We recently picked up a new laptop for a very good price. Good price or not, we returned the laptop yesterday. Why? Although it was advertised as having Windows 7, this Toshiba 15.6″ laptop came with Windows 8. We use Windows 8 on a few of our desktops but find it impossible to use on a laptop. That’s why we returned it.
Out of the box the Toshiba had the old version of Windows 8 installed. Try as we might, we couldn’t get it to update itself to the 8.1 version, the one with the old style desktop. Aside from that, the computer was almost six months past its warranty date with Toshiba. Yes it was new but it seems that Toshiba limits its warranty to a one year period which starts when the retail outlet gets the computer. Hmmm, not good if that laptop sat on a shelf for a year and a half. Although the outlet offered a one year warranty of its own, we know how hard it is to get parts for anything that is more than a year old.
This experience made us think about you, our readers, and how you’re going to be faced with a dilemma if you’re thinking of picking up a new laptop in the next six months. Our suggestion is to wait, if you can, until next spring. Windows 10 will probably be released around April 15, 2015. In the past, Microsoft has offered free or heavily discounted upgrades to their next operating system if you purchase a computer in the weeks immediately prior to the O/S’s release date.
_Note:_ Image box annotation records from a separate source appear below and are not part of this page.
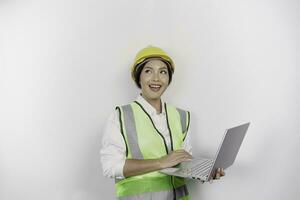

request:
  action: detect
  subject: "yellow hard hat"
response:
[131,45,175,81]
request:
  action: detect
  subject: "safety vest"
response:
[115,101,190,200]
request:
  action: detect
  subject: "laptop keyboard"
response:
[179,159,213,177]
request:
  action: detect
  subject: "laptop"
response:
[160,122,250,182]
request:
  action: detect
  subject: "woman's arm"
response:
[123,149,192,177]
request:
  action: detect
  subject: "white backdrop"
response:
[0,0,300,200]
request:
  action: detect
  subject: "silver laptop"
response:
[160,122,250,182]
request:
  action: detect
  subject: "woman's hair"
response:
[134,60,173,89]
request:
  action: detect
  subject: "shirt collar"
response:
[136,94,166,116]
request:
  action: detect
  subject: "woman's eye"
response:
[160,70,168,74]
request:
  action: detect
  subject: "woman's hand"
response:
[209,168,225,183]
[159,149,193,169]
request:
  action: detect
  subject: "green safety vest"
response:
[115,101,190,200]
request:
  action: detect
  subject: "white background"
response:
[0,0,300,200]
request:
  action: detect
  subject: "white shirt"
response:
[100,95,192,179]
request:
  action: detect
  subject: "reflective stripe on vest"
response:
[116,102,189,199]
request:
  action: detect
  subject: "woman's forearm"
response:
[123,159,162,177]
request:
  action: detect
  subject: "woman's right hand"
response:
[159,149,193,169]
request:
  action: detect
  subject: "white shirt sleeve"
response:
[183,129,192,155]
[100,110,126,179]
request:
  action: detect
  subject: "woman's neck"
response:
[142,95,162,113]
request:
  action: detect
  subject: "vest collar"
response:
[136,94,166,116]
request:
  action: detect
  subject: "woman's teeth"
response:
[149,85,161,91]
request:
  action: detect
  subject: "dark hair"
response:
[134,60,174,89]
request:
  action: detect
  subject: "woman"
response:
[101,46,220,200]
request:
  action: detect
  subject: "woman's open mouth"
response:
[149,84,161,92]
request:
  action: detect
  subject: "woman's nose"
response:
[153,73,159,81]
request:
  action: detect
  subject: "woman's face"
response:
[140,60,169,100]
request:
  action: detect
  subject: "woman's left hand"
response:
[209,168,225,183]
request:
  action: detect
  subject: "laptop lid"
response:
[207,122,250,180]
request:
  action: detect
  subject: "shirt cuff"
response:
[115,160,125,179]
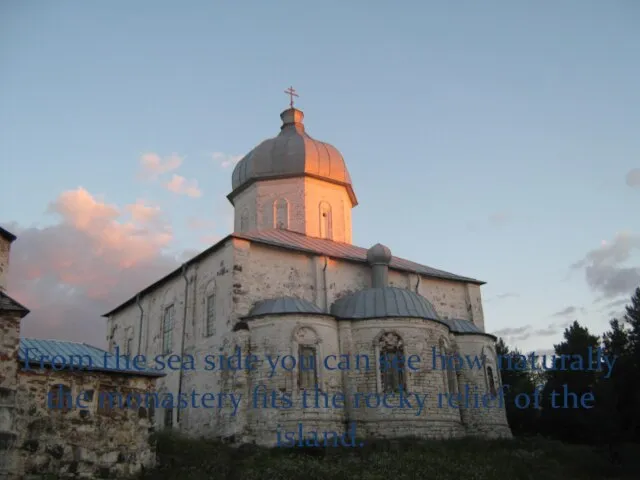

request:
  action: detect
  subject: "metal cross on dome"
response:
[284,87,299,108]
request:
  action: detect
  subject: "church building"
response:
[104,94,511,445]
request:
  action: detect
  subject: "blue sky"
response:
[0,0,640,349]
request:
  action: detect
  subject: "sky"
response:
[0,0,640,351]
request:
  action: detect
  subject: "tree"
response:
[541,321,600,442]
[496,338,539,435]
[621,287,640,441]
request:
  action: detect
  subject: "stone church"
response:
[104,98,511,445]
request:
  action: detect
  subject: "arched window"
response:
[48,384,73,413]
[440,339,458,395]
[378,333,407,393]
[273,198,289,229]
[487,367,498,397]
[294,327,318,390]
[320,202,333,239]
[240,208,249,232]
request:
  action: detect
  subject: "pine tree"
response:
[496,338,539,435]
[541,321,600,442]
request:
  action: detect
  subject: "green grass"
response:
[139,434,640,480]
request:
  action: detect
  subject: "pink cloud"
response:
[125,200,160,227]
[7,187,178,346]
[187,217,215,230]
[165,174,202,198]
[211,152,242,168]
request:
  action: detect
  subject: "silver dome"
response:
[229,108,358,206]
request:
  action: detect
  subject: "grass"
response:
[138,433,640,480]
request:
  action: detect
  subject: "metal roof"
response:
[102,229,485,317]
[445,318,493,336]
[0,290,29,318]
[331,287,440,320]
[247,297,328,317]
[232,229,485,285]
[18,338,164,377]
[0,227,17,243]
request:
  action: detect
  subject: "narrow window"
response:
[48,384,73,413]
[164,408,173,428]
[298,345,318,390]
[379,333,406,393]
[273,198,289,229]
[446,352,458,395]
[98,390,113,415]
[147,401,156,424]
[240,208,249,232]
[320,202,333,240]
[487,367,498,397]
[162,305,175,354]
[205,294,216,337]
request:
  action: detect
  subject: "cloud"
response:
[604,298,631,308]
[626,168,640,188]
[493,321,571,343]
[187,217,215,230]
[211,152,243,168]
[570,233,640,299]
[551,305,587,317]
[165,174,202,198]
[125,200,161,224]
[7,187,179,346]
[139,153,184,180]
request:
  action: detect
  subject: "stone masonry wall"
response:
[239,314,345,445]
[456,335,511,438]
[0,235,11,291]
[345,318,464,438]
[16,369,155,479]
[0,311,21,478]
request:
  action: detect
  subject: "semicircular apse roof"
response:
[331,287,440,320]
[247,297,327,317]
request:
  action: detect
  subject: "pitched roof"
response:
[247,297,327,317]
[18,338,164,377]
[0,227,16,242]
[233,229,485,285]
[102,229,485,317]
[0,290,29,318]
Take it from us, you don’t want to be stuck with Windows 8 on a laptop. We also don’t think that you want a Surface tablet, Microsoft’s own hardware product that uses Windows 8. We could buy two or three regular laptops for the price of one Surface Pro and the laptops would come with keyboards. The Surface does not come with one, even though every single ad shows it with a keyboard.
Aside from the free or discounted Windows 10 offering by Microsoft, laptop and computer manufacturers always tune their products for the next O/S. That means that they design the latest products around test versions of Microsoft’s latest operating system, even if that system hasn’t been released yet. We’re sure you’ve all heard of horrendous upgrade tales from friends who tried to install a new O/S on an old computer. In most cases, it just doesn’t work.
If you can, wait. If you can’t wait, see if you can pick up a Windows 7 laptop. Dell and other manufacturers still offer some models with the very stable Windows 7. Although the products may be a bit long in the tooth, you’ll appreciate using an interface that you know instead of looking at a desktop full of icons.
If you want to download the early beta of Windows 10, go here: Windows 10 Beta Download The file you download will be an ISO. You won’t be able to do anything with it until you burn it to a DVD (easy) or put it on a flash drive (more complicated). Regardless of how you install this beta, DO NOT use it as your main Operating System. Play with it, get used to how it looks and operates but don’t do any real work on it. While these releases are usually stable, there is no guarantee that your data is safe. One glitch and you could lose everything.
For that reason we suggest using a new drive and dual-boot. We’ll get into that later in another post but whatever you do, don’t install Windows 10 Beta over your old, stable version of Windows.